Missile deployment: ‘China is now unambiguously militarizing the Spratlys’

Politics & Current Affairs

Yesterday, we noted a Financial Times report that suggested this will be a “testing year” for U.S.-China relations, and that this is already conventional wisdom in Beijing. Some tensions such as the trade imbalances and the Korean nuclear issue are unavoidable. But Beijing also seems to be intentionally testing Washington’s limits in the Trump era — specifically in the South China Sea.

In 2015, President Xi Jinping said at a joint press conference with President Obama, “Relevant construction activities that China is undertaking in the Nansha [Spratly] islands do not target or impact any country and China does not intend to pursue militarization.”  

Since then, China has installed all kinds of surveillance equipment and weaponry on the islands and reefs it claims. CNBC yesterday reported that in the past 30 days, American intelligence officials have seen the “deployment of anti-ship cruise missiles and surface-to-air missiles on Fiery Cross Reef, Subi Reef and Mischief Reef in the Spratly Islands.” This is merely the latest of many new military installations in the South China Sea.
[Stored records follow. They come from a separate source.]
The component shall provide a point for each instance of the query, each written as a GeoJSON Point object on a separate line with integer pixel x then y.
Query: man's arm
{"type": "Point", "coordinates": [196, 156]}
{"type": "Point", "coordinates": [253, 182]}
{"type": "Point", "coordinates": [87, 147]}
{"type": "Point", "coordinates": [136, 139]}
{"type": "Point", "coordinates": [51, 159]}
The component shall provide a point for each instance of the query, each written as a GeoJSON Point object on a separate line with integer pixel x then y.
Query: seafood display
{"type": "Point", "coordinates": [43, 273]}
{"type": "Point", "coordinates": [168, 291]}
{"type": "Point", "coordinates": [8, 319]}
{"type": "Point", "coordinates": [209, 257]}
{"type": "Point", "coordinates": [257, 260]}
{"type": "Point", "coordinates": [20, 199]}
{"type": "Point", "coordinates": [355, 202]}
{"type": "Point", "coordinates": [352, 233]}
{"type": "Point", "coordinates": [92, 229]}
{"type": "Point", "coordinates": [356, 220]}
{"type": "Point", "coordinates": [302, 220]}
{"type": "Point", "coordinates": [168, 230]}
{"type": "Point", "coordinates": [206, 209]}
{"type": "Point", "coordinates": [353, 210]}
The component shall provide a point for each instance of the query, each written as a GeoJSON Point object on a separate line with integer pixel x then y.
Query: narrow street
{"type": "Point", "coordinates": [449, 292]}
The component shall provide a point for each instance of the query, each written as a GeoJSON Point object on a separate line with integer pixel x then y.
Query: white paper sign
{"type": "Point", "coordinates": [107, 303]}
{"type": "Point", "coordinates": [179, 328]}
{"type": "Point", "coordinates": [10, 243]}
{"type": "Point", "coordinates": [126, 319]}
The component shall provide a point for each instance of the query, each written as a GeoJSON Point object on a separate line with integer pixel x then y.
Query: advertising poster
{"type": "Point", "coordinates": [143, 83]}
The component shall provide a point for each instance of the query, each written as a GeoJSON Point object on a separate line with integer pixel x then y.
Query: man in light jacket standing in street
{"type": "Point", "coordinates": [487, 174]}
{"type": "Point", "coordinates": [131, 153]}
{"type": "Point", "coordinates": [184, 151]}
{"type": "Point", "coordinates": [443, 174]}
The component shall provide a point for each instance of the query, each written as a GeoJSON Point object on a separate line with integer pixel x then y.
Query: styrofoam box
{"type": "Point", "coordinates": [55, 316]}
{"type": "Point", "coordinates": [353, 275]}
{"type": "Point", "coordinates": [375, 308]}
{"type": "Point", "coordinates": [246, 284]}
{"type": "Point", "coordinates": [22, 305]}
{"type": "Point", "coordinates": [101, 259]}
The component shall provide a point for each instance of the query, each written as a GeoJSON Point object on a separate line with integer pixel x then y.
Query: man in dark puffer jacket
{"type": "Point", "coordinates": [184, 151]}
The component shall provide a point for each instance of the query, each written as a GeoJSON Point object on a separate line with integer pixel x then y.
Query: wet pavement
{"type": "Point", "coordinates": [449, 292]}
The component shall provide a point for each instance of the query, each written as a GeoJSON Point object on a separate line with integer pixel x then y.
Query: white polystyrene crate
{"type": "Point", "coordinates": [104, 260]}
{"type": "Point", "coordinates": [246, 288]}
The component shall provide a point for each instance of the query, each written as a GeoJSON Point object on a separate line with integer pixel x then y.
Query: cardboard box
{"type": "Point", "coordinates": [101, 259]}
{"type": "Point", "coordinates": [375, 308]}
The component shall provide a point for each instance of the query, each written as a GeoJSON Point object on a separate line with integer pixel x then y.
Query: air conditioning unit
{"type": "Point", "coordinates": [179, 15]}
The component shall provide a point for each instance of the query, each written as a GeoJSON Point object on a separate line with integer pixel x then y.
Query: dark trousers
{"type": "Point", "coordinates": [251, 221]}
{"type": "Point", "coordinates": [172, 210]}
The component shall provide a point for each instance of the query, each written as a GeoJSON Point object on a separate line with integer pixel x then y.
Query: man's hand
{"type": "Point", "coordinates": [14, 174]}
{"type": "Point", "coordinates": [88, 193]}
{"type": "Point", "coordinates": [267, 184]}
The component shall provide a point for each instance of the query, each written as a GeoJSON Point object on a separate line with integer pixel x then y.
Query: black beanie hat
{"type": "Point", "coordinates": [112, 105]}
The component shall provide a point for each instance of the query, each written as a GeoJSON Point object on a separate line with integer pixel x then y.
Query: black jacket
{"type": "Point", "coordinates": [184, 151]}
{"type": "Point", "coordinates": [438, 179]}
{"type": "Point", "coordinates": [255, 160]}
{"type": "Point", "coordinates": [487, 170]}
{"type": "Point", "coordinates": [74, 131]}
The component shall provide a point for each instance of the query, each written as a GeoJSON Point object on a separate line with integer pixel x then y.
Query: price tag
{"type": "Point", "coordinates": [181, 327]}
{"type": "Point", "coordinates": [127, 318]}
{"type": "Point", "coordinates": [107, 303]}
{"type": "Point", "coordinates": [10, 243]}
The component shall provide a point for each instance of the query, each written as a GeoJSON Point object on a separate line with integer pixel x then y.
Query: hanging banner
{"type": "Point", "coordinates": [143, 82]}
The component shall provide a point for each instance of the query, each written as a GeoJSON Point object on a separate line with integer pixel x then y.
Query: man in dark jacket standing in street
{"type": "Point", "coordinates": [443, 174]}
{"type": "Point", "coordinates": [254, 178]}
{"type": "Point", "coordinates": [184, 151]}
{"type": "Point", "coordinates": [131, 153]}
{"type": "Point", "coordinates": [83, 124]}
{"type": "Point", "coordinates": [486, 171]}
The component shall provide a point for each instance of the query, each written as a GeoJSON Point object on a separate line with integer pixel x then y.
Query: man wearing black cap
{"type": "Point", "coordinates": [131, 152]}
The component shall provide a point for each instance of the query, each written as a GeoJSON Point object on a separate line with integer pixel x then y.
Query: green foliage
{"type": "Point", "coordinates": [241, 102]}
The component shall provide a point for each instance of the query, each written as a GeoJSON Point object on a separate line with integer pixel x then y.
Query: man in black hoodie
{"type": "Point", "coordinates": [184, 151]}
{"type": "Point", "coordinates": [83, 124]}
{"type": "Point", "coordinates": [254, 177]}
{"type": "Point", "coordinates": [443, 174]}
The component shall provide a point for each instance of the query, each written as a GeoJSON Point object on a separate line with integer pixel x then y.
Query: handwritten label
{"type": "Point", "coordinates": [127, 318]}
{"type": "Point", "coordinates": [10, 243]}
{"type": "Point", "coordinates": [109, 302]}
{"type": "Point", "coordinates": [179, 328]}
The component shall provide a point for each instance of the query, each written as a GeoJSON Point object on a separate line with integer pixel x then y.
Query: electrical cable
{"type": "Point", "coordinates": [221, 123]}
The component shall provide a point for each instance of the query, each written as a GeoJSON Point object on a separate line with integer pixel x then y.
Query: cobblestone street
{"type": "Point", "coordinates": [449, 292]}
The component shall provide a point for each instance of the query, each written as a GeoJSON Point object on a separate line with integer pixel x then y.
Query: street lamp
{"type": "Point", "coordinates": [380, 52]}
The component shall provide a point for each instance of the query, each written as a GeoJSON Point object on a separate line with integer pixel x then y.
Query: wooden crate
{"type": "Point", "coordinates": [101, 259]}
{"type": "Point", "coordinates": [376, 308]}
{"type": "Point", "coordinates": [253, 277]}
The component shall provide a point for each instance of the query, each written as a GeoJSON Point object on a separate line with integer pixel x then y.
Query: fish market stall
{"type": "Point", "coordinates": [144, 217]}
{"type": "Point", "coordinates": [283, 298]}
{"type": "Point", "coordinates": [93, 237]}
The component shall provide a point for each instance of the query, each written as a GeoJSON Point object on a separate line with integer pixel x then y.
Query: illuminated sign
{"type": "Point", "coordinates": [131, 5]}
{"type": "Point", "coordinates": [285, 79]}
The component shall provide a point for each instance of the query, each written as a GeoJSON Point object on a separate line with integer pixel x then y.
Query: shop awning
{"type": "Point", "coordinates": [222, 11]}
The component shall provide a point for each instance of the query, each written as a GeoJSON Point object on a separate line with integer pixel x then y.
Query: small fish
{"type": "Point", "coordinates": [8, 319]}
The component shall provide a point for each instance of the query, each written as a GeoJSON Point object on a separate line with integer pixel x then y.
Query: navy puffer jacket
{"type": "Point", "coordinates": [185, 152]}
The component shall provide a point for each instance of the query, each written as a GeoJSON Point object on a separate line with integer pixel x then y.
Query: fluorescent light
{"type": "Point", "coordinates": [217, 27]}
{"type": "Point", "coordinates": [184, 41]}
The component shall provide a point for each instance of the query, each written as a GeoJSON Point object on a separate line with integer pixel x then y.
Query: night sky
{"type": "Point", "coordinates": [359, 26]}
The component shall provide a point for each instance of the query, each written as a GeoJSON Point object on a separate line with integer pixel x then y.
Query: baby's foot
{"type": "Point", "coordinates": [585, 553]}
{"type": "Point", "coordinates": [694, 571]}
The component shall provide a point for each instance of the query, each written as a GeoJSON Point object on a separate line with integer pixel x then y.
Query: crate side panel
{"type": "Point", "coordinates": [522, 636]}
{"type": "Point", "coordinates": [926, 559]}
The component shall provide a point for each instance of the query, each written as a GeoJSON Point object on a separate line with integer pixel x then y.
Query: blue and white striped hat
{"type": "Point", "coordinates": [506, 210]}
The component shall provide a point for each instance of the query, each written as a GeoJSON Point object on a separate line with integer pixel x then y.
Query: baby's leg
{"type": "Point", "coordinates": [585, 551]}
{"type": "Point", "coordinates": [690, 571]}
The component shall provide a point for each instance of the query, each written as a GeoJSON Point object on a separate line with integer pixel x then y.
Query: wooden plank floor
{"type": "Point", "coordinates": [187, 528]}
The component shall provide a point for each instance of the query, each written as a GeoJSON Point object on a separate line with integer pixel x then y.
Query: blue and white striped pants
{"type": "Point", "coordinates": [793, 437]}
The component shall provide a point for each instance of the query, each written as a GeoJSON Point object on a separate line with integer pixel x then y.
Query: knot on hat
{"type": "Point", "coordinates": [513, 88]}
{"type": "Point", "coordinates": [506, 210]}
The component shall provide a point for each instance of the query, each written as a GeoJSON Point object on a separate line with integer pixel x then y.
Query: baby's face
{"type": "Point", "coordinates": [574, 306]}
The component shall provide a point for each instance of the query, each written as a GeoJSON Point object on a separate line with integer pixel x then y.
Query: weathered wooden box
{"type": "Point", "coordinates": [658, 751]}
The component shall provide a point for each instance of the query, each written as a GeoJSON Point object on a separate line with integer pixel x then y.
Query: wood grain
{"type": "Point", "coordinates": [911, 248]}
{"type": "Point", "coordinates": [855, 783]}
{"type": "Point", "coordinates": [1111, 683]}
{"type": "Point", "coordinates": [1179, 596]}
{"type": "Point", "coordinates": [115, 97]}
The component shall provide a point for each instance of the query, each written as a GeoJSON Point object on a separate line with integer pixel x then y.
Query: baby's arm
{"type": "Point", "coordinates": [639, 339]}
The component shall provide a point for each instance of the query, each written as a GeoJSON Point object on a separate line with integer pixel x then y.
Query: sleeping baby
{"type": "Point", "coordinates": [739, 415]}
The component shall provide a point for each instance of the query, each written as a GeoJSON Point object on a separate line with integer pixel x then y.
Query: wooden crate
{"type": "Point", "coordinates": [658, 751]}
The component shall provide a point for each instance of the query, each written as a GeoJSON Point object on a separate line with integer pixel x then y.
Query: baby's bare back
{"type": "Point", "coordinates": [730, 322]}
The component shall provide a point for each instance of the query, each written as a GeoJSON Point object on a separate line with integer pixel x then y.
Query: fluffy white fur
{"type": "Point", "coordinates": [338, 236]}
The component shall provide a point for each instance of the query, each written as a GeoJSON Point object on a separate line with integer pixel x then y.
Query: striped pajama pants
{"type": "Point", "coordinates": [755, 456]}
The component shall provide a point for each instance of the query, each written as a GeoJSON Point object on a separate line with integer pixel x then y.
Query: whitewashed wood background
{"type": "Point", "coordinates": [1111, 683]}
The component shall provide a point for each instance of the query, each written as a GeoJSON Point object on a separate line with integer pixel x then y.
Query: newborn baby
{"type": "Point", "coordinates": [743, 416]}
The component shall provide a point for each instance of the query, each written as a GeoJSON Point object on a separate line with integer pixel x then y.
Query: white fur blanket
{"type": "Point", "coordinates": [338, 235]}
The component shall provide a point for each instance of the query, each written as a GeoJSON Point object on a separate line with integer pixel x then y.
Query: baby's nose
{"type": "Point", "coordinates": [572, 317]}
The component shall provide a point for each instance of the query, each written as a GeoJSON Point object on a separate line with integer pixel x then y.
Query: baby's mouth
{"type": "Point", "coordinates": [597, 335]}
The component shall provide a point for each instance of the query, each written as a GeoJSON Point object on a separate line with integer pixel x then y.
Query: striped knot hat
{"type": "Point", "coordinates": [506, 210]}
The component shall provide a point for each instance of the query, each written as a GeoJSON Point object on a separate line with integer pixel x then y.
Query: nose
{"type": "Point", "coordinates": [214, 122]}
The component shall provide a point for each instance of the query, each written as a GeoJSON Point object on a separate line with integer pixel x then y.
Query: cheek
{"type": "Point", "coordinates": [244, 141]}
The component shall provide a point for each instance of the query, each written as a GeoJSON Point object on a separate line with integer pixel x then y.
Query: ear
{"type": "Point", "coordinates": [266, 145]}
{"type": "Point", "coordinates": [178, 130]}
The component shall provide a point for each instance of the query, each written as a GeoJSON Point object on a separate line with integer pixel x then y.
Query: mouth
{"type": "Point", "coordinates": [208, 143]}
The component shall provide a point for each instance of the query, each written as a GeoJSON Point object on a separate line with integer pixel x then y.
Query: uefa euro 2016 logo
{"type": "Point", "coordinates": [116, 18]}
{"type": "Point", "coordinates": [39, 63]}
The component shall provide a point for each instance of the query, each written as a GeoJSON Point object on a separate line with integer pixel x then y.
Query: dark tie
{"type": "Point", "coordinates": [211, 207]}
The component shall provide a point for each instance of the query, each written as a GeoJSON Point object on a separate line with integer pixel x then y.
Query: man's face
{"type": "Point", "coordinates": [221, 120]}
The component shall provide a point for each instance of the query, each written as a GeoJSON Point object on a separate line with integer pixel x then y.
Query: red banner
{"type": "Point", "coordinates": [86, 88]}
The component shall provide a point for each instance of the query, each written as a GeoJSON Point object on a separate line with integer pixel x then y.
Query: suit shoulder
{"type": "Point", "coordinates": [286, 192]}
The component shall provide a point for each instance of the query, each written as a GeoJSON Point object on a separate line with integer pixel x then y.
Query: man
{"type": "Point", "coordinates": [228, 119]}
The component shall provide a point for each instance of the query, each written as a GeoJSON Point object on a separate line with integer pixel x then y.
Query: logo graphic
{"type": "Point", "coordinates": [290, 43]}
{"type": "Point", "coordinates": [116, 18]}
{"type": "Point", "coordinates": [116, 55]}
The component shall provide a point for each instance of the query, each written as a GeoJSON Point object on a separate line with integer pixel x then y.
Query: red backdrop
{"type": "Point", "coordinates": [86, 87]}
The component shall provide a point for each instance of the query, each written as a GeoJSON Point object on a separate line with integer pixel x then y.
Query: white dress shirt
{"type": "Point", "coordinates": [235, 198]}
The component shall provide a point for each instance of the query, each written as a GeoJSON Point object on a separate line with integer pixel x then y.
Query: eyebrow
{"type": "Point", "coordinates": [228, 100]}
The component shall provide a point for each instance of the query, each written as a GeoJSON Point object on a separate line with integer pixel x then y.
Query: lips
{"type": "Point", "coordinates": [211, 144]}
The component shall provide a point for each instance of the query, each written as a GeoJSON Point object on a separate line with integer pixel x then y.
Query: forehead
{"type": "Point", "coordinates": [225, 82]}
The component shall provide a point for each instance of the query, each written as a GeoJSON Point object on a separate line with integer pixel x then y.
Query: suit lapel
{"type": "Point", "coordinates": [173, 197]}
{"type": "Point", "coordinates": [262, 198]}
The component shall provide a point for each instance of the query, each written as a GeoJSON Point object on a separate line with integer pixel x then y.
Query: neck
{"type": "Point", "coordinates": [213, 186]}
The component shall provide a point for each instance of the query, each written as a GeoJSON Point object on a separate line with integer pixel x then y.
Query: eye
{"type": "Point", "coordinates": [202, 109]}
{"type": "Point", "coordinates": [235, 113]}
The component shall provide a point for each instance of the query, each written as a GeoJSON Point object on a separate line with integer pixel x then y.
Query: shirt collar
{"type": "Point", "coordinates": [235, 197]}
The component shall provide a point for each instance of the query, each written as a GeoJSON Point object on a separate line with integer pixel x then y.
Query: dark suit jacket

Here’s how a few experts closely following the South China Sea responded to that news:

  • “China is now unambiguously militarizing the Spratlys,” Lyle Morris, a senior policy analyst at RAND, tweeted.
  • “US has really lost the initiative in South China Sea, and has no real levers to deter further Chinese military deployments,” lamented international law scholar Julian Ku, adding that he supported targeted sanctions to “lay down a marker” of disapproval.
  • “Next will be fighters and establishment of baselines,” predicted Bonnie Glaser, an expert in Asia-Pacific security. Here is an explanation of baselines and freedom of navigation from the Asia Maritime Transparency Initiative, a project connected to the think tank that Glaser is affiliated with.

The Washington Post kicked off 2018 with this report: The South China Sea fell off Trump’s radar last year. He may have to pay attention in 2018. With this latest move in the Spratlys, Xi appears to be betting that Trump’s attention span hasn’t improved.